辞任会見ではまぶたが腫れていた蓮舫氏 (c)朝日新聞社
辞任会見ではまぶたが腫れていた蓮舫氏 (c)朝日新聞社

<孤独は山になく、街にある。一人の人間にあるのでなく、大勢の人間の「間」にある>

 人間社会の深淵を洞察した哲学者・三木清のこの言葉は、力を失った政治家ほど心に響くかもしれない。

 7月27日、民進党の蓮舫氏(49)が代表辞任を表明した。会見前に涙を流したのか、蓮舫氏の目は腫れていた。辞任の理由については「いったん引いて、民進党を新たな執行部に率いてもらう、これが最善の策だ」と力なく語った。

 同党は東京都議選で小池百合子東京都知事率いる都民ファーストの会に惨敗し、25日に野田佳彦幹事長が辞任を表明。蓮舫氏は後任選びで次々に党内有力議員から就任を断られ、行き詰まった末の“孤独”な辞任表明だった。

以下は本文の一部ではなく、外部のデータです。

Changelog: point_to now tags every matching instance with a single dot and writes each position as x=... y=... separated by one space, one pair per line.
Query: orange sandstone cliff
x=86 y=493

 同党の規約には、代表を解任できるリコールの規定がある。辞任前日には、代表選の前倒しを求める動きも出始めていた。また、党執行部の一人は、幹事長候補者に「受けるな」と働きかけ、側近が蓮舫おろしに加担するという異常事態も起きた。

 就任からわずか1年足らず。日本初の女性首相候補と期待された政治家の失脚に、党運営の怠慢を指摘する声が相次いだ。党関係者は、「問題は蓮舫氏だけにあったわけではない。野田さんが幹事長を辞めれば、後任人事が難航するのは予想できたこと。なぜ、野田さんは後任も決めずに辞任を表明したのか。それを周囲が認めたのも理解できない」。

 ある党幹部は「最近の蓮舫さんは、近くで見ていて痛々しかった」と言う。

 蓮舫氏の失敗は、「民主党政権失敗のA級戦犯」(民進党中堅議員)である野田氏を幹事長にしたことから始まった。